Le Salut vient de la Connaissance et non de la Foi. La Foi sans la Connaissance est morte. Hors de la Gnose, pas de salut.
Mais, comme l’on pensé les docteurs, la Connaissance se résout en Amour. Et Amour, semblable à un aigle ravisseur, s’abat puissamment sur l’Aimé et le transporte dans le foyer même du désir, l’Hédôné.
Ne croyons donc pas que la Gnose soit triste. Elle est joyeuse et forte. Elle sait et elle veut. Elle aime et jouit de ce qu’elle aime. Une mystique catholique a dit excellemment :
« L’Amour triomphe,
L’Amour jouit,
L’Amour en Dieu se réjouit. »
Et Jean, de sa voix d’archange, nous crie du haut du rocher de Pathmos : Dieu, c’est l’Amour. Augustin d’Hippone ajoute : Ama et fac quod vis. Enfin, la Sagesse elle-même nous dit : Omnia munda mundis.

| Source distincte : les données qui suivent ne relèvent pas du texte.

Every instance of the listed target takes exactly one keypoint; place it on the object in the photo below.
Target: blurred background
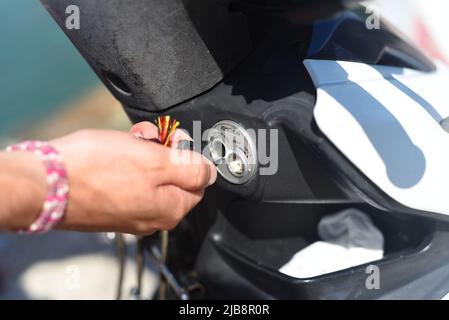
(47, 90)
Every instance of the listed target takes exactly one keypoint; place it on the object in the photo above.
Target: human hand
(124, 184)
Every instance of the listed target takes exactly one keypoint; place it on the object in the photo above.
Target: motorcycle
(360, 122)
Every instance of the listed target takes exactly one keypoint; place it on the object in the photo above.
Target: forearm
(22, 190)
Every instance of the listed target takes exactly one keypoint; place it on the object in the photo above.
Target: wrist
(25, 178)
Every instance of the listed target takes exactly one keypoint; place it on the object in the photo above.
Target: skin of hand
(122, 183)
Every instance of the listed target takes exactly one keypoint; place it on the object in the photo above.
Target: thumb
(189, 171)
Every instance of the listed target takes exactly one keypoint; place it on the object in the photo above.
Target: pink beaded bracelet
(58, 185)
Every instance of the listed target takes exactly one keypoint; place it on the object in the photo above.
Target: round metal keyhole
(233, 151)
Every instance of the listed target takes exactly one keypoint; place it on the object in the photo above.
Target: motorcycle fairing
(386, 122)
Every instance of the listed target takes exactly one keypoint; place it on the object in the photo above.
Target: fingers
(145, 130)
(176, 203)
(178, 136)
(189, 171)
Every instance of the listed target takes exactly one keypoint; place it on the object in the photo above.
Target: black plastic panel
(155, 54)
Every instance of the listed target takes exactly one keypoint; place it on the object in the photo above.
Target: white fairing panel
(386, 121)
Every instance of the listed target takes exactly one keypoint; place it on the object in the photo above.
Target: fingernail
(138, 135)
(213, 173)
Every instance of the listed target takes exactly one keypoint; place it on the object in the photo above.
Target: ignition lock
(233, 150)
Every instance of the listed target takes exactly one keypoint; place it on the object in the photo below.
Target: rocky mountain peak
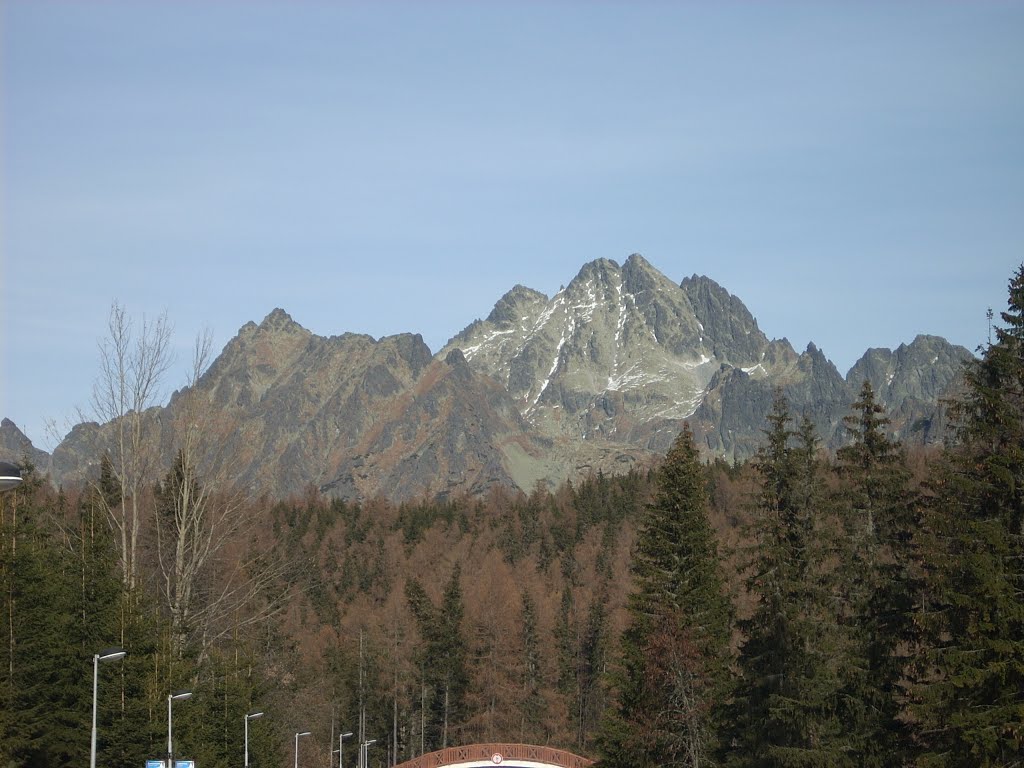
(600, 375)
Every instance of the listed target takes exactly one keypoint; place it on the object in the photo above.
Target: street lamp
(365, 753)
(303, 733)
(10, 476)
(178, 695)
(110, 654)
(250, 716)
(341, 740)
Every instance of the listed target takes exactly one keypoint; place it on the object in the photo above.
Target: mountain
(626, 354)
(599, 377)
(15, 446)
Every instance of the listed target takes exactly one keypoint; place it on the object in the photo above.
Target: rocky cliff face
(622, 353)
(15, 446)
(598, 377)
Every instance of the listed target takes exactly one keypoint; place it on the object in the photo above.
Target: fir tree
(675, 650)
(972, 672)
(785, 708)
(878, 581)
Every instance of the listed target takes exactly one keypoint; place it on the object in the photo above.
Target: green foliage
(786, 702)
(879, 584)
(675, 650)
(971, 674)
(442, 659)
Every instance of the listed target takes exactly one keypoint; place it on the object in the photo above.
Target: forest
(802, 608)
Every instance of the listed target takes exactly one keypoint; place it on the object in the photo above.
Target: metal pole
(95, 676)
(170, 749)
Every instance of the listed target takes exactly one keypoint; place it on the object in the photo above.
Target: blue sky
(853, 172)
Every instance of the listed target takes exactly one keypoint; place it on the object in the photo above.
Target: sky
(853, 172)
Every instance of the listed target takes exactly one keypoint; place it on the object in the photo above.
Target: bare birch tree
(134, 359)
(208, 584)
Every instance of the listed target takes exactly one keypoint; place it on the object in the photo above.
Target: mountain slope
(598, 377)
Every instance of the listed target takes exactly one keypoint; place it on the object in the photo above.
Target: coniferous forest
(803, 608)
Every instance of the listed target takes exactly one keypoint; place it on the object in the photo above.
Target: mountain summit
(598, 377)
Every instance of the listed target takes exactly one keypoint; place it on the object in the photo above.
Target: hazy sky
(853, 172)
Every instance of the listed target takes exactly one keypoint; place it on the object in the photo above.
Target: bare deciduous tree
(133, 361)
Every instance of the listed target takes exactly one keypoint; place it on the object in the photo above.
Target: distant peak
(636, 261)
(598, 269)
(279, 320)
(506, 311)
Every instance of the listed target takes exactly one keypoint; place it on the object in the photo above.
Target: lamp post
(341, 741)
(178, 695)
(110, 654)
(250, 716)
(10, 476)
(365, 753)
(303, 733)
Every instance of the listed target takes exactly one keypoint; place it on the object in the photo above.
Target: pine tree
(971, 684)
(675, 651)
(880, 586)
(785, 709)
(442, 658)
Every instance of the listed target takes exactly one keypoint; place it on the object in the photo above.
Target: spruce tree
(971, 679)
(879, 583)
(785, 712)
(675, 652)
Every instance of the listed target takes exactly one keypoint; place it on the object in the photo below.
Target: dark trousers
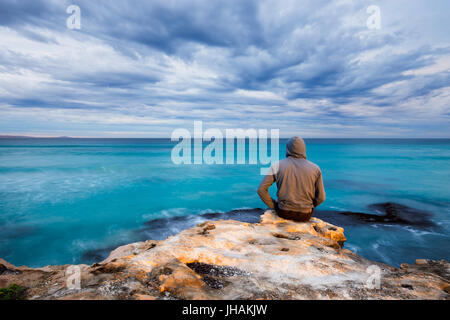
(293, 215)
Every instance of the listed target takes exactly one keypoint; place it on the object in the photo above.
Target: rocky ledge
(226, 259)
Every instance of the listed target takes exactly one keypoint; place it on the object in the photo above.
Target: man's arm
(263, 190)
(320, 191)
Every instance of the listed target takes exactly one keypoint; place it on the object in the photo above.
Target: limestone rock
(226, 259)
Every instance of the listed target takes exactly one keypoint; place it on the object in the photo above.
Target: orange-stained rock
(226, 259)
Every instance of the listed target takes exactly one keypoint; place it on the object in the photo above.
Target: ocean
(61, 200)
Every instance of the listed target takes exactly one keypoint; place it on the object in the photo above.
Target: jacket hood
(296, 148)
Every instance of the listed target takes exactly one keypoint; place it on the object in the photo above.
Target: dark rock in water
(96, 255)
(387, 213)
(398, 213)
(161, 228)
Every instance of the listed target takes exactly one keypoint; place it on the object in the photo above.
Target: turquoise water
(62, 197)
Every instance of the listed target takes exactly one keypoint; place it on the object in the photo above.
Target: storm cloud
(145, 68)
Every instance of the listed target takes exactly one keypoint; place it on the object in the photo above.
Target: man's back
(299, 181)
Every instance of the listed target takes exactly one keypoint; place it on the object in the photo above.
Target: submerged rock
(227, 259)
(385, 213)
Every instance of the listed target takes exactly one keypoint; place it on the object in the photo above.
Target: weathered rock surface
(226, 259)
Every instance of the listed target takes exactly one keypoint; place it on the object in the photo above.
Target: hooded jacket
(299, 181)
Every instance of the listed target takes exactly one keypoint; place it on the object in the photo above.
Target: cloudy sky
(145, 68)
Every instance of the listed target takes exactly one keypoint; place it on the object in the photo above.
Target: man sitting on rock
(299, 184)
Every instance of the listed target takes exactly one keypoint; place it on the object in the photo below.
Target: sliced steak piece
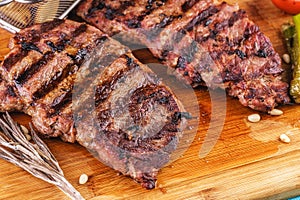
(81, 85)
(204, 43)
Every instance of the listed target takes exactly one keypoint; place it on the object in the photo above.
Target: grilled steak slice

Reprenons l’histoire de Sophia-Achamot, au moment précis où, enfantée par Sophia-Céleste dans le monde intermédiaire, elle s’aperçoit, avec une indicible horreur et une surnaturelle angoisse, qu’elle s’engouffre dans les ténèbres, ces lourdes et démoniaques ténèbres que l’Evangile appelle avec une concision si dure et si impressionnante « les ténèbres extérieures ».
Ceux-là qui prendraient Achamot pour un mythe se trompent et s’abusent eux-mêmes. Elle est une substance, une Hypostase du divin. Sa joie et ses souffrances sont réelles. Jouissant et souffrant en elle, elle souffre et jouit en nous, les Pneumatiques. Tombés comme elle et avec elle, nous serons avec elle et comme elle réintégrés dans l’Unité. Son histoire est la nôtre et la tragédie dont elle est l’héroïne se joue avec notre sang et avec nos larmes.
IV
Pendant qu’elle souffrait ainsi – inénarrablement – la supplication toute puissante des Eons – omni-potentia supplex – monta en l’Abîme. En un clin d’oeil, l’Abîme et le Silence s’unirent. En un clin d’oeil, Eros fut émané. En un clin d’oeil, un rayon traversa les ténèbres et Achamot sentit palpiter sur son cœur brisé le cœur éternel de son amant : le Sacré-Cœur ! Le Cantique des Cantiques est la pâle reflet de l’épithalame que chantèrent alors les Eons. Eros s’était fait chair, et il habitait avec nous. Le grand mot mystique fut proféré : I.N.R.I. Que de Rose-Croix modernes en ignorent la signification profonde et la glorieuse beauté ! Le Tau fut formé. La Rose-Croix fut jointe, le saint mélange fut réalisé. Fils de l’Esprit et de la Chair, nous naquîmes alors d’Eros et d’Achamot, et leur union fut déclarée indissoluble par le Plérôme qui les bénit et nous bénit en eux. Notre Mère commença alors sa mission. Dans l’œuvre du Démiurge, elle sema les étincelles du Feu, ce feu que Simon le Mage a décrit dans l’Apophasis Megalé, ce feu de double nature, matériel sans l’esprit, spirituel sans la matière, ce feu sauveur qu’adorèrent les Aryas et les Parses, et dont le soleil est la symbole cosmique, I.N.R.I. Igne Natura Renovatur Integra.
V
Nous pouvons prévoir et déjouer ici l’objection captieuse et perfide. Ce feu, c’est la convoitise disent les théologiens du Démiurge. Répondons hardiment : ce feu, c’est l’Amour. Et, plus hardiment encore, ajoutons : ce feu c’est l’Amour tout entier, non pas scindé, non pas divisé, non pas inutile, mais tout entier, l’amour un et indivisible ; non pas la convoitise pure comme chez les païens, non pas la charité stérile comme chez les ascètes, mais l’amour venant de l’esprit et traversant la chair qu’il idéalise comme le rayon du soleil traverse le cristal qu’il irradie.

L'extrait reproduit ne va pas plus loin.